Student Experience, Uncategorized, Widening Participation

Philosophy students take to the floor by Claire Jones

Go Higher philosophers have been delivering their individual presentations to the class. This is part of their assessment for Semester Two’s Philosophy module. Our students stood up in front of their peers, with a power point presentation or white board marker in their hands, and proceeded to argue for a variety of philosophical positions. There was a ‘robust’ debate over the ethics of life or death: is it ever justifiable to kill anyone?

Moral philosophers are divided on this as were the Go Higher philosophers; one or two argued from a consequentialist position that ‘yes’, killing is justified if it is for the greater good – but what if our prediction of the consequences turn out to be incorrect? (That serial killer we executed may have been about to discover a cure for cancer and save countless more lives….). Others argued that killing is morally wrong – full stop.  So if we could save a million lives by terminating one person’s existence, we still should not do this.  This led to a discussion of the ‘Trolley Problem’ in ethics: if we could save the lives of hundreds in an ‘out of control’ train by diverting it but thereby killing a handful of people on a side track, should we do it? Is not acting and letting things take their course any different morally from making a decision to intervene?

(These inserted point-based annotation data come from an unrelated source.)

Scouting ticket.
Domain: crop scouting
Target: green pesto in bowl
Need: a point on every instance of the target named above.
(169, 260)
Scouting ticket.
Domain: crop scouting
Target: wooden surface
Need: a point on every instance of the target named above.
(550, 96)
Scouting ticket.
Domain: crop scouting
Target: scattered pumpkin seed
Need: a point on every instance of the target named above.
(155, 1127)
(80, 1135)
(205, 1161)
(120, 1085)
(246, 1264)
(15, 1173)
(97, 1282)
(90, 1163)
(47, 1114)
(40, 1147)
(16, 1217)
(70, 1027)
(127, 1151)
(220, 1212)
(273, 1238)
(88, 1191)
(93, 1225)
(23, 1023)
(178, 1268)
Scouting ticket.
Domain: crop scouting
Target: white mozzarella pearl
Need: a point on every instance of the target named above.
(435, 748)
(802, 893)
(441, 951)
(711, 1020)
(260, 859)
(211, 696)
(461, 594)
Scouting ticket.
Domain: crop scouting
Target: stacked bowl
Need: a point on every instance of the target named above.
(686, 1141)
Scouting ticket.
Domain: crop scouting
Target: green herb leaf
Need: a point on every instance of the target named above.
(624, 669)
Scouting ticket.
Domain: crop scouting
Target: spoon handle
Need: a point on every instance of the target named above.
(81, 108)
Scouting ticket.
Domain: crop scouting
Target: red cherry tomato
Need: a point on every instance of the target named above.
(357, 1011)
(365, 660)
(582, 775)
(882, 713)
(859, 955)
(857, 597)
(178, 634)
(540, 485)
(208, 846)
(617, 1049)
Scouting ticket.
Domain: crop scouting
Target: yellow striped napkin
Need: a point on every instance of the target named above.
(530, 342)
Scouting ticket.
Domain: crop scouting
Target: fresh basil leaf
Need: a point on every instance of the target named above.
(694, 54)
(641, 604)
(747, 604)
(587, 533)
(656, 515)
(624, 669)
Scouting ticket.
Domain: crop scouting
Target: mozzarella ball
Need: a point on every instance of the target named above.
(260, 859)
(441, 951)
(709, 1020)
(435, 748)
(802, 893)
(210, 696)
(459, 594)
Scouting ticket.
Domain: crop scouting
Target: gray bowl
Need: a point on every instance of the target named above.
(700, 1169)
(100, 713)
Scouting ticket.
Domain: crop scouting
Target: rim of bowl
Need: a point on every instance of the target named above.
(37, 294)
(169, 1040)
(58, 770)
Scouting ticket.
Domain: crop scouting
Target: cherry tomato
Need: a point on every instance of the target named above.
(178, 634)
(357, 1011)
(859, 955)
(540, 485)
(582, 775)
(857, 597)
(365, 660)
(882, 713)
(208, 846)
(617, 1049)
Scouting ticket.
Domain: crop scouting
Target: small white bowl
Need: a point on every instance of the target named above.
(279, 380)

Other topics included existentialism: what does it mean to say that human beings are free and responsible for their actions? There were some passionate defences of the work and lives of Jean Paul Sartre and Simone de Beauvoir; some students found inspiration in their philosophies about how to live an authentic life and their presentations were typically personal and surprising. There were also some incisive critiques of philosophical arguments for the existence of god and demonstrations of the ways in which our frameworks for understanding the world (our language, concepts and history) were ‘male’.  To what extent is de Beauvoir’s argument that man is the ‘Subject’ and woman the ‘Other’ still valid today?

DescartesThese issues were underpinned by a healthy discussion about whether we can actually know anything anyway. Some presenters took the sceptical route, arguing like Descartes that we can know very little for sure and that there is not much difference between knowledge and belief. After all, if our senses deceive us, and we all experience the world in different ways, how can we be sure that the reality we think is out there really exists? Indeed, we may just be dreaming it all….

I hope I wasn’t dreaming as the quality of the presentations was, on the whole, really excellent. Of course, there were plenty of nerves but you would not have known it:  the speakers were typically confident, the audience fully engaged and the questions asked quite penetrating.  It was really gratifying to see the students up at the front managing the class, inviting questions, responding to the audience and doing the teaching. I may be doing myself out of a job….

For many of our students, presenting is one of the most challenging aspects of the Go Higher programme. They do two group presentations in Semester One and philosophers deliver an individual presentation in Semester Two. It is amazing to see how far everyone has come since their first time speaking in front of the class; confidence levels have grown enormously and the skills in presenting that students have acquired will help them really ‘hit the ground running’ when they start their undergraduate careers. Studying for a degree involves far more than writing essays or reports and undergraduates have to quickly get used to giving presentations, critical thinking and arguing their case in class debates and seminars. This is something that Go Highers, as mature learners with life experience to their credit, tend to take to like a duck to water – despite typically doubting their own abilities when they begin the course.

Well done to everyone who presented in the last two weeks.